So, there is yet another “standard” for event interoperability being suggested by yet another vendor. While some vendors (for example the one I used to work for), actually thought about the problem and made sure they are coming up with something useful, I am not sure this standard lives up to that promise. Let me go through the standard piece by piece, right after some general comments:

• Why another interoperability standard?
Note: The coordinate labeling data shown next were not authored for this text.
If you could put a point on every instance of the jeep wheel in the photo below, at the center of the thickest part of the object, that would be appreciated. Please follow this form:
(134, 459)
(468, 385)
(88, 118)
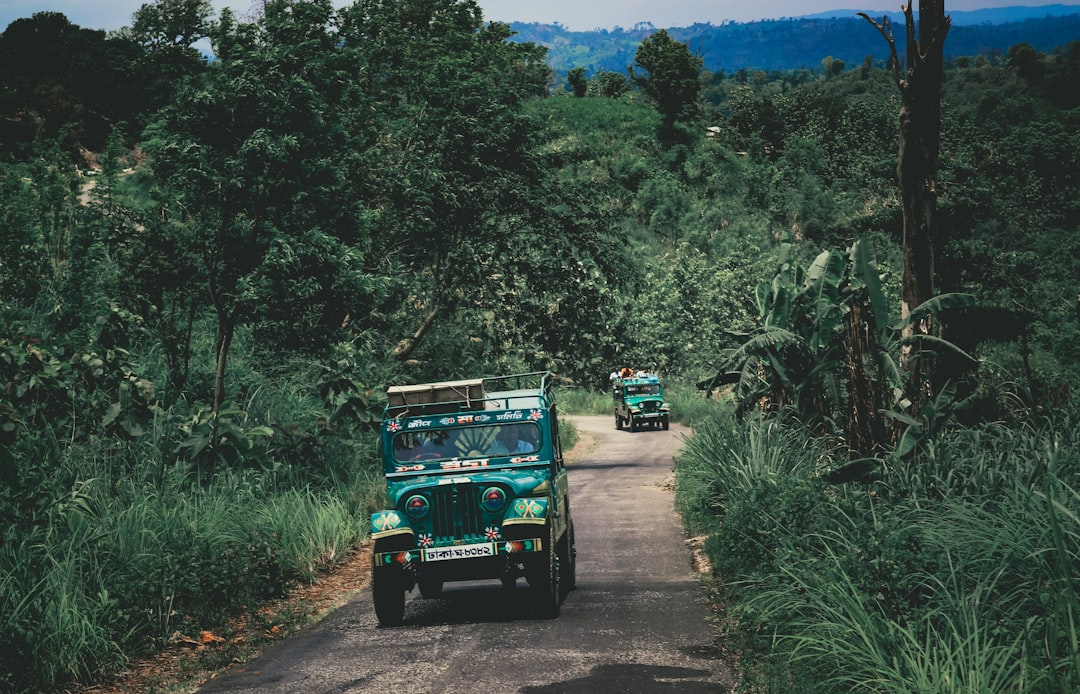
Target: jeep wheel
(388, 592)
(568, 560)
(430, 587)
(543, 577)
There is not a single word of motivation printed in the standards document. Don’t we have existing standards already?
• You have to register for download the standard? Well, I know, ArcSight makes that same mistake. That wasn’t my doing! I promise.
• How does this standard compare to others? What’s the motivation for defining it? Is it better than everything else?
• When exactly would you apply this standard? All the time? OLF (the open log format) states:
OLF is designed for logging network events such as those often logged by firewalls, but it can also be used for events not related to the network.
What the heck does that mean? For everything? Do you want me to proof you wrong? There are tons of examples where this thing won’t be able to apply this standard.
• You did not do your homework, my friends! In a lot of areas. Some friends of mine already commented on the fact that this is advertised as an “open” log format. The press release even calls it an open source log format. What does that mean? Was there a period for public comment? Believe me, there wasn’t. I would have known FOR SURE!
• With regards to the homework. Have you heard of CEE? Yes, that’s a group that actually knows quite a bit about logging. Why bother asking them, they would only critique the proposal and possibly shoot it down? You bet. That’s what I am doing right now anyways.
• Let’s see, did you guys learn from past mistakes? Don’t get me started. I claim NO. Read on and you will see a lot of cases that proof why.
• Have you read my old blog entries and at least tried to understand what logging is about? I can guarantee that you guys have not. Or maybe you didn’t understand what I was saying. Hmm…. Here again, for your reference.
  • CEE – CEF – Event Interoperability Standards
  • Application Security Log Output Standards – Gartner’s View
  • Common Event Expression (CEE)
  • Standard Logging Format – Common Event Expression (CEE)
  • Common Event Exchange Formats – XDAS
  • Interoperability Standards – Formats
  • Interoperability Standards – Log Standards

• Have you looked at the other standards out there? For example CEF (common event format) from ArcSight. I am definitely biased towards that one, as I have written it, but even now that I don’t work there anymore, I still think that CEF is actually a really good logging standard. Again. Not done your homework!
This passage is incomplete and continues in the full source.